OKUR, Damla; Cengiz, Mehmet; Küçükaslan, İbrahim; Peker, Cevdet; ÇİPLAK, Alper; TOHUMCU, Vefa; Aydın, Şifanur

doi:10.2460/javma.25.09.0615

Performance of large language models versus clinicians and novices in veterinary theriogenology decision support

OKUR D. T., Cengiz M., Küçükaslan İ., Peker C., ÇİPLAK A. Y., TOHUMCU V., ...Daha Fazla

JAVMA-JOURNAL OF THE AMERICAN VETERINARY MEDICAL ASSOCIATION, cilt.264, sa.5, ss.616-623, 2026 (SCI-Expanded, Scopus)

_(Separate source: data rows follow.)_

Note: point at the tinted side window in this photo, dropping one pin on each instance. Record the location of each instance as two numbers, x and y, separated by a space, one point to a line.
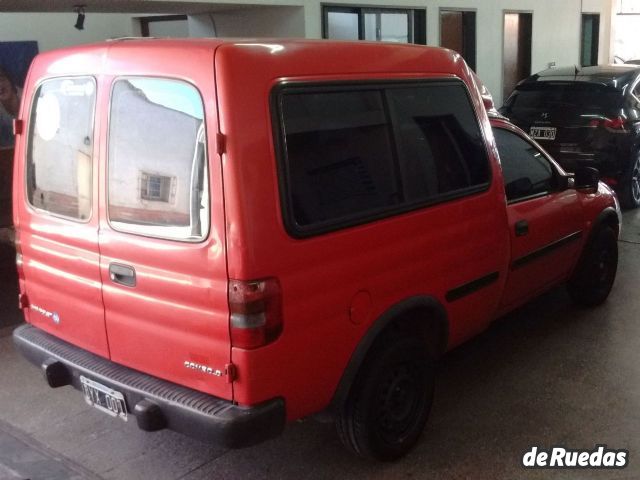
526 171
158 184
358 153
60 150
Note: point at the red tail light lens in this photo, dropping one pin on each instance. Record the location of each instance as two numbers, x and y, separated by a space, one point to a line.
614 123
609 123
256 312
19 265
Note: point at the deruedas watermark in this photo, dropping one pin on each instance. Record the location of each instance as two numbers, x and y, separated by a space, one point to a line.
600 457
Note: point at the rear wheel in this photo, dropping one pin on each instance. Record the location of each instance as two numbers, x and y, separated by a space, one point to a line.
593 278
630 189
390 400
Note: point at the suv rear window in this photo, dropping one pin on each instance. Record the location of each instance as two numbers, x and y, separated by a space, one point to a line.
559 95
60 148
352 154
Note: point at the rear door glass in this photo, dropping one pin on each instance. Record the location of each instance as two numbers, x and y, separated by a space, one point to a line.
158 181
570 95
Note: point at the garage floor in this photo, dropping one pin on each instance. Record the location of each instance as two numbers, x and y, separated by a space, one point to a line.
548 374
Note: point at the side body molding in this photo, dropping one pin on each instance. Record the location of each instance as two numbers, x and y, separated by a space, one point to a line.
425 312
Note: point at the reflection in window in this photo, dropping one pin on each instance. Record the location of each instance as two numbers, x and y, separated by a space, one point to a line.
375 24
351 155
157 163
60 151
525 170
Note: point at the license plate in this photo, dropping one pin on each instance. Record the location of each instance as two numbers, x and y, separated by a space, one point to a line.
104 398
543 133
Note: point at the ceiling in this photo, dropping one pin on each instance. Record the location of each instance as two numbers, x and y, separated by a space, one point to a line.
118 6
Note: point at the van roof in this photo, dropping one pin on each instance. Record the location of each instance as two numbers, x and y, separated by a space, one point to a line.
352 56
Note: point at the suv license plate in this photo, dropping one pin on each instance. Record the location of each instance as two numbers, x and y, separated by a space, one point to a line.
543 133
104 398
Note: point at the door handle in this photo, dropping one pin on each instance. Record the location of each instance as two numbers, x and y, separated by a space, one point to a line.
122 274
522 228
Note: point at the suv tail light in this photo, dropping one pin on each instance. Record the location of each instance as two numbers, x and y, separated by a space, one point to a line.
615 124
19 264
256 312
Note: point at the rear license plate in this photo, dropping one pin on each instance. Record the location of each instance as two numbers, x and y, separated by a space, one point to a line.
543 133
104 398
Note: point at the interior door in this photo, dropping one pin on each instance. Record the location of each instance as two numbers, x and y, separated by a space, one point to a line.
545 221
516 50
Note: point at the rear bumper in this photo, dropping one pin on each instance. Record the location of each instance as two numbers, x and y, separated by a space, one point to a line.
155 403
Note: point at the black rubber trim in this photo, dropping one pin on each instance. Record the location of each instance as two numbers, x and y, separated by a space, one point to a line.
427 307
530 257
196 414
472 286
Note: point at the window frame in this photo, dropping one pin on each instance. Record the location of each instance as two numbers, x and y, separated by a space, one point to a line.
416 20
205 234
471 42
297 231
594 51
28 150
556 173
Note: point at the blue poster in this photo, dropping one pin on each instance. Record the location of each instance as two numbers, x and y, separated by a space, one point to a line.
15 58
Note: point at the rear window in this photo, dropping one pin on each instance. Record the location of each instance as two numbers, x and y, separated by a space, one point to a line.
60 148
565 95
352 154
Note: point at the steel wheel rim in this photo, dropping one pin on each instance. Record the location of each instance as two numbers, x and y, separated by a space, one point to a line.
635 181
399 403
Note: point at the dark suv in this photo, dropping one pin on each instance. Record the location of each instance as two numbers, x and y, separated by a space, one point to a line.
589 117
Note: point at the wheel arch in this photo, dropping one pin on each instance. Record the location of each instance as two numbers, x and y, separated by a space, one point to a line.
423 315
607 217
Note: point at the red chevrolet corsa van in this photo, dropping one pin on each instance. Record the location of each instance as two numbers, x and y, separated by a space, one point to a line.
218 237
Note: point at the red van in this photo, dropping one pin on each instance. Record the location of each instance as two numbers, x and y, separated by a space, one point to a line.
218 237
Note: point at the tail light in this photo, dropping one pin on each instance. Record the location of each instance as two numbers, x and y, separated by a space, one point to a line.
615 124
256 312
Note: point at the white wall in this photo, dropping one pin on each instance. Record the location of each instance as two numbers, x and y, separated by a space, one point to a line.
55 30
556 27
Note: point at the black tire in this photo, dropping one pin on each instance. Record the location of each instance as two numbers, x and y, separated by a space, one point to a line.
630 188
390 401
593 278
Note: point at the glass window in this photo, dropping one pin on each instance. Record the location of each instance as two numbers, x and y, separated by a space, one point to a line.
158 183
352 155
525 169
374 24
60 149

Yayın Türü: Makale / Tam Makale
Cilt numarası: 264 Sayı: 5
Basım Tarihi: 2026
Doi Numarası: 10.2460/javma.25.09.0615
Dergi Adı: JAVMA-JOURNAL OF THE AMERICAN VETERINARY MEDICAL ASSOCIATION
Derginin Tarandığı İndeksler: Science Citation Index Expanded (SCI-EXPANDED), Scopus, BIOSIS, EMBASE, Public Affairs Index, DIALNET
Sayfa Sayıları: ss.616-623
Anahtar Kelimeler: clinical decision support, large language model, ChatGPT, theriogenology, dystocia
Atatürk Üniversitesi Adresli: Evet

Özet

Objective: To compare the clinical decision-support performance of 2 large language models (LLMs), ChatGPT-5 and ChatGPT-5 Thinking, with that of experienced clinicians and novices in veterinary theriogenology. Methods: 15 standardized obstetric and gynecologic scenarios were independently evaluated by 2 expert clinicians, 2 novice veterinarians, and both LLMs under matched, cold-start conditions. Responses were assessed with a 5-point global quality score by a blinded expert panel. Results: ChatGPT-5 Thinking achieved the highest overall quality ratings, followed by ChatGPT-5 and the expert clinicians. Novice veterinarians received the lowest scores. Responses generated by LLM were generally more consistent and complete than those of human readers. Conclusions: Within the constraints of a simulated scenario design, LLMs, particularly ChatGPT-5 Thinking, provided clinically appropriate guidance that exceeded novice performance and approached that of expert clinicians. These findings support the potential role of LLMs as adjunct decision-support tools in time-sensitive obstetric and gynecologic cases. Clinical Relevance: LLMs may assist clinicians and trainees in managing reproductive emergencies by offering rapid, structured, guideline-aligned recommendations. Further evaluation in real clinical settings is warranted.